Daan Steur

Personal information
- Date of birth: 6 August 2002 (age 24)
- Place of birth: Volendam, Netherlands
- Height: 1.90 m (6 ft 3 in)
- Position: Centre-back

Team information
- Current team: RKAV Volendam
- Number: 14

Youth career
- 0000–2021: Volendam
- 2024–2025: Volendam

Senior career*
- Years: Team / Apps / (Gls)
- 2021–2024: RKAV Volendam / 80 / (13)
- 2024–2026: Volendam / 7 / (0)
- 2025–2026: → IJsselmeervogels (loan) / 15 / (0)
- 2026: → RKAV Volendam (loan) / 11 / (1)
- 2026–: RKAV Volendam / 6 / (1)

= Daan Steur =

Dutch footballer (born 2002)

Daan Steur (born 6 August 2002) is a Dutch professional footballer who plays as a defender for Tweede Divisie side RKAV Volendam.

==Career==
He is from Volendam in North Holland. He played for RKAV Volendam during the 2022–23 season. He was part of the RKAV Volendam team that earned promotion from the Derde Divisie A in May 2024 to the Tweede Divisie. That month, he joined FC Volendam.

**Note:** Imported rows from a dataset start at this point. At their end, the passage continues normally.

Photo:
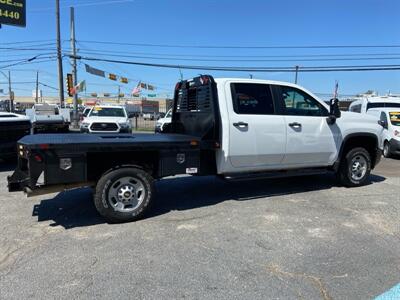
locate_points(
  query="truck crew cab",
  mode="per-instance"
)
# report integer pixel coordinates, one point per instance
(233, 128)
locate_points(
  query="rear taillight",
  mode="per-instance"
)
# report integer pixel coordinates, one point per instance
(38, 158)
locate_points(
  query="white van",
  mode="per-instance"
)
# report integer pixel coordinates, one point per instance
(389, 118)
(367, 103)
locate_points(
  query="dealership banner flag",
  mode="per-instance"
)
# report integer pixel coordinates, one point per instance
(80, 87)
(94, 71)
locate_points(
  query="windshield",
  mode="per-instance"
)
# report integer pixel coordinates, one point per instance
(394, 118)
(382, 104)
(86, 112)
(107, 112)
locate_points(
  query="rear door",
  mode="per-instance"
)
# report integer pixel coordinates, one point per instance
(311, 141)
(257, 137)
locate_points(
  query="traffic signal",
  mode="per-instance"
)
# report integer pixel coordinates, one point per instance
(70, 85)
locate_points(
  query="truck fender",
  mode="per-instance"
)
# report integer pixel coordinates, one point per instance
(348, 139)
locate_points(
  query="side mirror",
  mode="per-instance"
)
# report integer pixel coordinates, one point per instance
(334, 108)
(383, 124)
(334, 111)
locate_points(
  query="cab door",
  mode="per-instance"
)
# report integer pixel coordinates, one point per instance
(257, 136)
(311, 140)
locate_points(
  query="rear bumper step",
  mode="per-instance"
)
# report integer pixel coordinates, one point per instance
(275, 174)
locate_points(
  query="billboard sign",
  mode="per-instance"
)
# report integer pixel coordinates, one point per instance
(13, 12)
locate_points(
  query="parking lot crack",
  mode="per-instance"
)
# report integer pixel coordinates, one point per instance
(316, 281)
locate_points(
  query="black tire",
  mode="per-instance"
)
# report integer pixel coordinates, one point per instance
(386, 150)
(345, 173)
(107, 202)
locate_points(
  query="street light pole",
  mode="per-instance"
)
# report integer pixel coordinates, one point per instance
(59, 57)
(297, 72)
(10, 93)
(74, 68)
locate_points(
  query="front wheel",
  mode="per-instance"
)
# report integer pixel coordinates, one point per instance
(386, 149)
(355, 167)
(124, 195)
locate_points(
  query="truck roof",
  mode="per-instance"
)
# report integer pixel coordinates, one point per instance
(271, 82)
(254, 80)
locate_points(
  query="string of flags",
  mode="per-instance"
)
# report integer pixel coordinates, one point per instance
(136, 90)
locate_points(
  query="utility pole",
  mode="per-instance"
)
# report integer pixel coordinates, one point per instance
(74, 69)
(37, 87)
(10, 92)
(119, 93)
(59, 57)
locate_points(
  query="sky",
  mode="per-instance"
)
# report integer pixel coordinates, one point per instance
(208, 33)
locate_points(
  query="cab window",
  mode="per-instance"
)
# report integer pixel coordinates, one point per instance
(252, 99)
(299, 103)
(394, 118)
(356, 108)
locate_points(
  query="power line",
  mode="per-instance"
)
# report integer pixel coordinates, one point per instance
(247, 60)
(83, 5)
(29, 42)
(236, 56)
(252, 69)
(241, 47)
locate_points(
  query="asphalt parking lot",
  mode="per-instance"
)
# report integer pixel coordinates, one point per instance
(296, 238)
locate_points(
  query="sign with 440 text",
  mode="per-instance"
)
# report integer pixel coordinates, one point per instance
(13, 12)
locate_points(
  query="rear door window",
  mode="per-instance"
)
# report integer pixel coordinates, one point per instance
(298, 103)
(394, 118)
(252, 99)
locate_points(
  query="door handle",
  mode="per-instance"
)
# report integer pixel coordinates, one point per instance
(295, 125)
(240, 124)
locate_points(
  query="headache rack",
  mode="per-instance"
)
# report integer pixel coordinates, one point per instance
(195, 110)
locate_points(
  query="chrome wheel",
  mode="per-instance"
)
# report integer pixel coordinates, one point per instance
(386, 149)
(358, 167)
(126, 194)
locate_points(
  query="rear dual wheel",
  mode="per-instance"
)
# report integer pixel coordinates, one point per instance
(355, 167)
(124, 195)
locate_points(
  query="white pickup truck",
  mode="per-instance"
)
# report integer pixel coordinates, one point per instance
(233, 128)
(106, 119)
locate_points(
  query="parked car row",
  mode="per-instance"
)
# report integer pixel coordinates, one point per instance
(12, 128)
(106, 119)
(386, 109)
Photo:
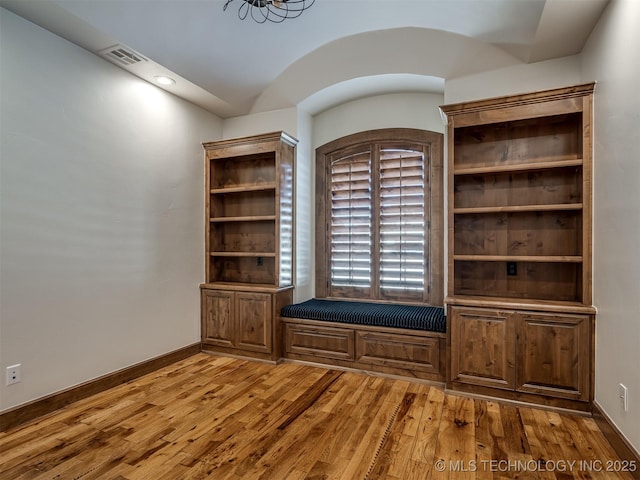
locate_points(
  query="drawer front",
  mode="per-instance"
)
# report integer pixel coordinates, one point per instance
(319, 341)
(399, 351)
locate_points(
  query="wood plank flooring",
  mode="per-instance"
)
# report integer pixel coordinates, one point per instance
(221, 418)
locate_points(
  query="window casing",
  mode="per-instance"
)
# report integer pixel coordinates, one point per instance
(379, 220)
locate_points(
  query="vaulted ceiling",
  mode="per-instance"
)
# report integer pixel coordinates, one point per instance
(335, 51)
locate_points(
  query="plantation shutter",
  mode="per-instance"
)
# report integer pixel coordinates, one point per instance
(402, 223)
(351, 230)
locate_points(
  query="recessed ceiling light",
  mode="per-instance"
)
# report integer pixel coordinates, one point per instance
(162, 80)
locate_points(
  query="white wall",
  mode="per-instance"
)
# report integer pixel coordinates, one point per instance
(265, 122)
(102, 214)
(521, 78)
(610, 58)
(402, 110)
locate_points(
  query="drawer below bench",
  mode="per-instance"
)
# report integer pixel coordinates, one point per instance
(416, 354)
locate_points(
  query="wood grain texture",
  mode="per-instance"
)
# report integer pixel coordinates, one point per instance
(221, 418)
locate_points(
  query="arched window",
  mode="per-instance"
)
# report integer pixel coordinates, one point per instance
(380, 212)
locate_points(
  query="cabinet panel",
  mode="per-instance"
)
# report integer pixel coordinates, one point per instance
(218, 318)
(319, 341)
(402, 351)
(253, 322)
(553, 355)
(483, 347)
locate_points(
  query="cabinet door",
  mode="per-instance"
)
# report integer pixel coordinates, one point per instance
(554, 355)
(483, 347)
(217, 318)
(253, 322)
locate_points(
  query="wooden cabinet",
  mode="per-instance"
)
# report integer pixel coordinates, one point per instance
(243, 322)
(484, 347)
(248, 243)
(536, 353)
(519, 241)
(554, 355)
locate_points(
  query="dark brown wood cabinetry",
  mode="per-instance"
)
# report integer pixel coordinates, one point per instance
(519, 262)
(249, 243)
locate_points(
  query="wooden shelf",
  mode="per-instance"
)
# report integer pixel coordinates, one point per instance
(253, 218)
(542, 165)
(243, 188)
(521, 304)
(242, 254)
(519, 208)
(520, 258)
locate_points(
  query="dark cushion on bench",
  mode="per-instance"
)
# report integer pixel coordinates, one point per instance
(413, 317)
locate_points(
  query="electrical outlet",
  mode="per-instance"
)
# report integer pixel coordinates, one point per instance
(624, 397)
(13, 374)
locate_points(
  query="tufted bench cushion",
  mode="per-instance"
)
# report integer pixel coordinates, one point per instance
(414, 317)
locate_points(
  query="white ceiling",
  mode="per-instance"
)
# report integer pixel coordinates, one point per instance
(336, 51)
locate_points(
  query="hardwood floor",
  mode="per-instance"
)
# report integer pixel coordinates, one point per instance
(222, 418)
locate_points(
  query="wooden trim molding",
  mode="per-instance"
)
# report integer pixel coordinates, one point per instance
(618, 441)
(42, 406)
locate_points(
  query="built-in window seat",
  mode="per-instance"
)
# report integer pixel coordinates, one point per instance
(399, 339)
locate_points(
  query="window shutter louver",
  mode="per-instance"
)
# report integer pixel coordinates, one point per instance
(351, 223)
(402, 223)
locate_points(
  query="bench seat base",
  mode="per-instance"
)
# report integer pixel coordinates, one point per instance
(409, 353)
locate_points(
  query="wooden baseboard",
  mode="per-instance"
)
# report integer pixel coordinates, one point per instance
(617, 440)
(42, 406)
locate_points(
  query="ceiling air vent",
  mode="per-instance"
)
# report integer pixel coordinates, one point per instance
(122, 55)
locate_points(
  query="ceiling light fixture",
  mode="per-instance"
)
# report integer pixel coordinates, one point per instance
(162, 80)
(275, 11)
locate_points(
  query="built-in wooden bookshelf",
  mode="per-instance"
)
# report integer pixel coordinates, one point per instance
(248, 242)
(519, 242)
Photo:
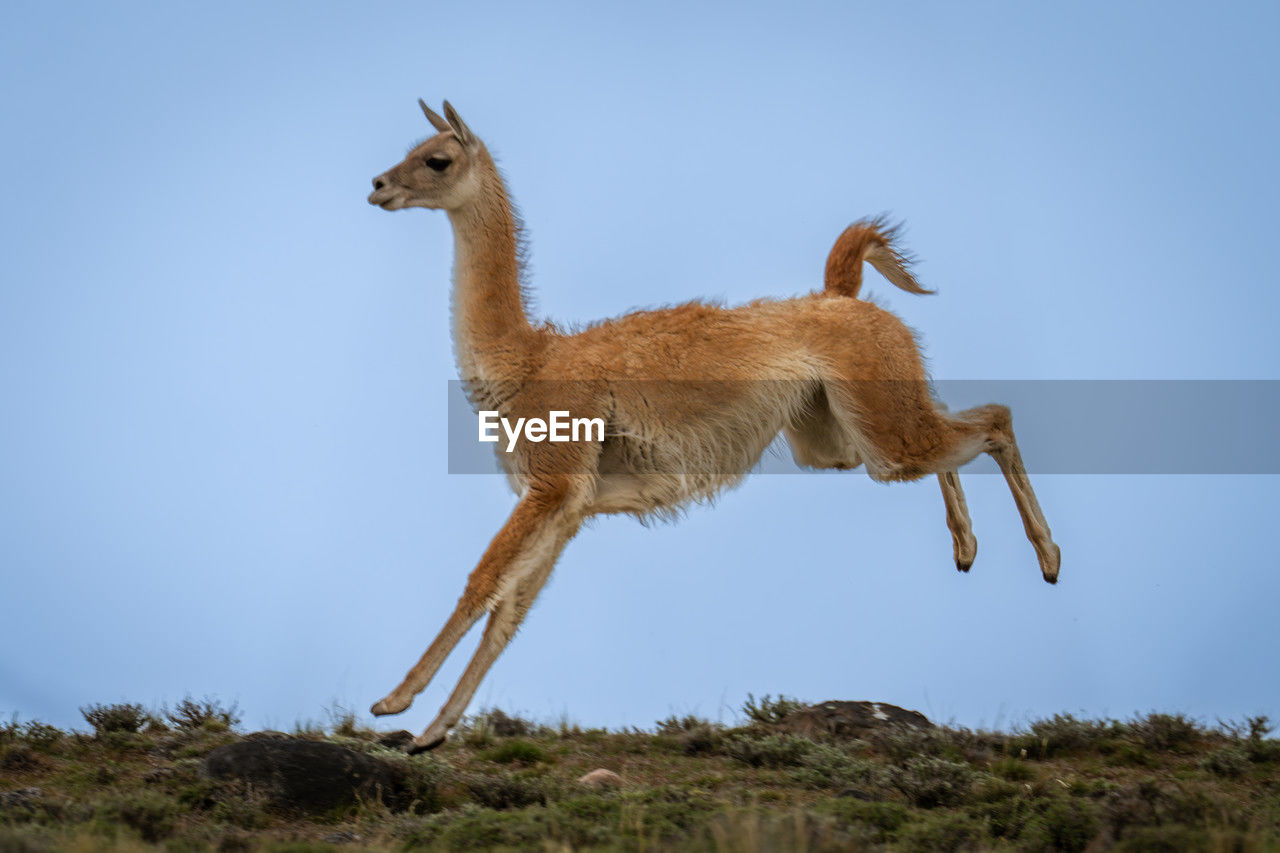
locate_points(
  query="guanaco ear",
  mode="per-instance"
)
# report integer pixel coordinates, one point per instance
(458, 127)
(437, 122)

He made his league debut for FC Volendam on 11 August 2024 in a 4–3 Eerste Divisie defeat away at De Graafschap.

On 25 April 2025, Steur agreed to join IJsselmeervogels on loan for the 2025–26 season.

On 29 January 2026, Steur returned to RKAV Volendam on a new loan until the end of the season. The deal was made permanent on 12 June 2026.

==Personal life==
He is nicknamed 'The Shovel'. He studied accountancy at the University of Amsterdam. He has done charity work with children's health charities in Volendam.